When Don Garcia de Noronha went viceroy to India, Don John was captain of one of the ships in his fleet; and when about to embark, the king sent him a commission by which he was appointed governor of Ormuz, and a gift of 1000 ducats to bear his charges till he obtained possession. He accepted the latter, because he was poor; but refused the government, saying that he had not yet deserved it. After the expedition to Suez, contained in the present chapter, he returned into Portugal, and lived for some time in retirement in a country house near Cintra, giving himself up entirely to study. He was recalled from this retreat by the advice of the infant Don Luys, and sent out governor-general to India in 1545; where he died with the title of viceroy in 1548, when 48 years of age. We shall hereafter have occasion to speak farther of this great man, who made himself illustrious in the second siege of Diu by the forces of the king of Guzerat. In his life, written by Jacinto Freire de Andrada, there is a particular account of this siege, with a map to illustrate its operations. The author also treats of the Discoveries, Government, Commerce, and affairs of the Portuguese in India. This book was translated into English, and published in folio at London in 1664.
[Footnote 253: De Faria in his Portuguese Asia, says that Don Juan went up to Mount Sinai, where his son Don Alvaro was knighted. But this does not appear in his journal.—Astl. I. 107. a.]

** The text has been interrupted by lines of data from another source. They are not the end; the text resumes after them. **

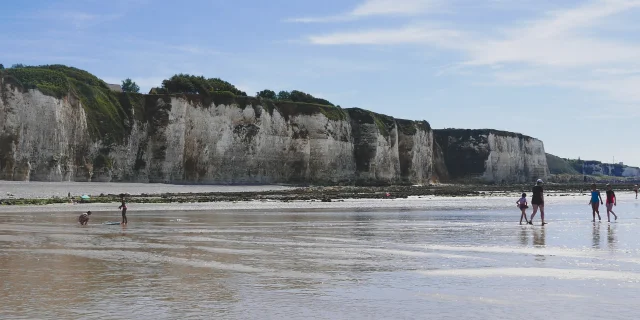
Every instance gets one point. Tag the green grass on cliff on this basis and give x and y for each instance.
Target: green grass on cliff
(108, 112)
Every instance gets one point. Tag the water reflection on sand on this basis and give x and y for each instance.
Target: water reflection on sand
(342, 264)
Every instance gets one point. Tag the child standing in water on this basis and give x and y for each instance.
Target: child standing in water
(84, 218)
(595, 204)
(522, 204)
(537, 200)
(611, 201)
(123, 207)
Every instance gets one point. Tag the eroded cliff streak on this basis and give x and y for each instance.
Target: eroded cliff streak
(491, 155)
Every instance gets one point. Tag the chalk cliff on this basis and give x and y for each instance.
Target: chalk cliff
(193, 139)
(66, 125)
(491, 155)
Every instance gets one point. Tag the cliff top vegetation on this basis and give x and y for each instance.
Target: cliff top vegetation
(111, 114)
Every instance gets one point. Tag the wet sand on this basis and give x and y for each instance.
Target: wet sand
(458, 258)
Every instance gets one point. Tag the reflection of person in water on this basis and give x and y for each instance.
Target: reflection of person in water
(611, 201)
(611, 237)
(539, 237)
(596, 236)
(524, 236)
(537, 200)
(123, 207)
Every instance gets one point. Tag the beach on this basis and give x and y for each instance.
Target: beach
(432, 256)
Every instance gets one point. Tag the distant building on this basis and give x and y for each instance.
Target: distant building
(115, 87)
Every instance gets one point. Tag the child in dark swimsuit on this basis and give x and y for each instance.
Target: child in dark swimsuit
(537, 200)
(522, 204)
(595, 204)
(611, 201)
(123, 207)
(84, 218)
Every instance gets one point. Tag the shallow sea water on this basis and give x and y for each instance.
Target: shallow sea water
(436, 258)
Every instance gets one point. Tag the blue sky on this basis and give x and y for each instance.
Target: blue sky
(566, 72)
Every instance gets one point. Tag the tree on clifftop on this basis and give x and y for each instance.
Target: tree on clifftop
(129, 86)
(267, 94)
(284, 95)
(185, 83)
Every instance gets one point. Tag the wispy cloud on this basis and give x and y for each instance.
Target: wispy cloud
(562, 48)
(79, 19)
(377, 8)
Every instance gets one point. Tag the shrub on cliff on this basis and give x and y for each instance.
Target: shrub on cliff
(108, 119)
(267, 94)
(189, 84)
(129, 86)
(293, 96)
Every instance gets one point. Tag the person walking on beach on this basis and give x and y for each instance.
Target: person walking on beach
(522, 204)
(596, 201)
(611, 201)
(537, 200)
(123, 207)
(84, 218)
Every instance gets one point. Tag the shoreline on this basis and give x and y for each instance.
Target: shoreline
(314, 194)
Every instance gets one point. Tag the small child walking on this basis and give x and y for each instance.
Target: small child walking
(522, 204)
(596, 201)
(611, 201)
(84, 218)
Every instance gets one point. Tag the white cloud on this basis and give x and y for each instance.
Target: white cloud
(405, 35)
(569, 48)
(80, 19)
(378, 8)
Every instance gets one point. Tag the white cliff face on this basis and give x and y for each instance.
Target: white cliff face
(492, 156)
(515, 159)
(181, 141)
(631, 172)
(43, 138)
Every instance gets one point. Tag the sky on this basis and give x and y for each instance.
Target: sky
(566, 72)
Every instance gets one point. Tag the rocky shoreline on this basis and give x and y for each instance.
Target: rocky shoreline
(323, 194)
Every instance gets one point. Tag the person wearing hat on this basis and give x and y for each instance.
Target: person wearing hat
(537, 201)
(84, 218)
(611, 201)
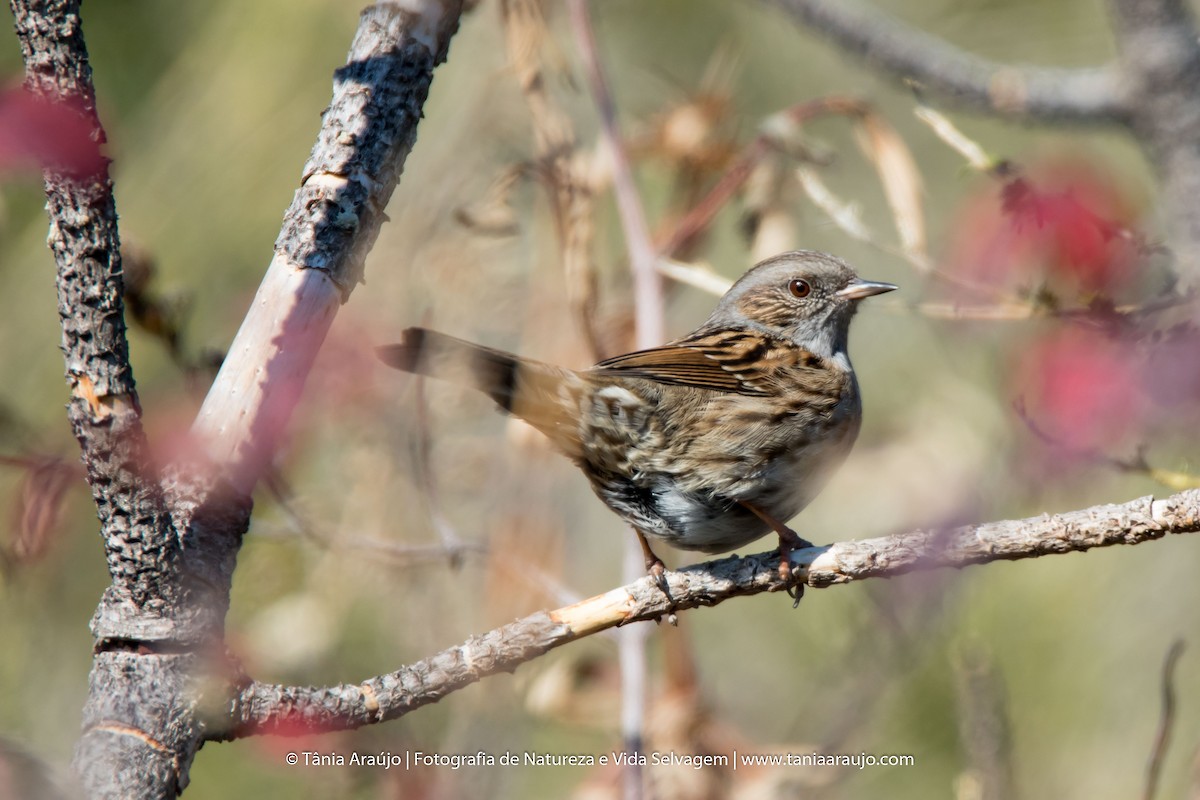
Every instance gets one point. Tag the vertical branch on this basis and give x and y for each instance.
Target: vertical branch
(103, 409)
(640, 248)
(648, 332)
(334, 220)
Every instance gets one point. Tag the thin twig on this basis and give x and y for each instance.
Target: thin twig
(264, 708)
(905, 53)
(648, 331)
(1163, 738)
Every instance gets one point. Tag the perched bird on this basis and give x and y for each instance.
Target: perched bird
(708, 441)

Such was the illustrious author of the following journal, which was never published in Portuguese; but having been found, if we are rightly informed, on board a Portuguese ship taken by the English, was afterwards translated and published by Purchas. Purchas tells us that the original was reported to have been purchased by Sir Walter Raleigh for sixty pounds; that Sir Walter got it translated, and afterwards, as he thinks, amended the diction and added many marginal notes. Purchas himself reformed the style, but with caution as he had not the original to consult, and abbreviated the whole, in which we hope he used equal circumspection: For, as it stands in Purchas it still is most intolerably verbose, and at the same time scarcely intelligible in many places; owing, we apprehend, to the translator being not thoroughly acquainted with the meaning of the original, if not to the fault of the abbreviator. These two inconveniences we have endeavoured to remedy the best we could, and though we have not been always able to clear up the sense, we presume to have succeeded for the most part; and by entirely changing the language, except where the places were obscure, we have made the journal more fit for being read, and we hope without doing it any manner of injury.
[Footnote 254: Pilgrims, Vol. II. p. 1122, under the title of A Rutter, or Journal, &c. from India to Suez, dedicated to the Infant Don Luys.—Astl. I. 107. b.]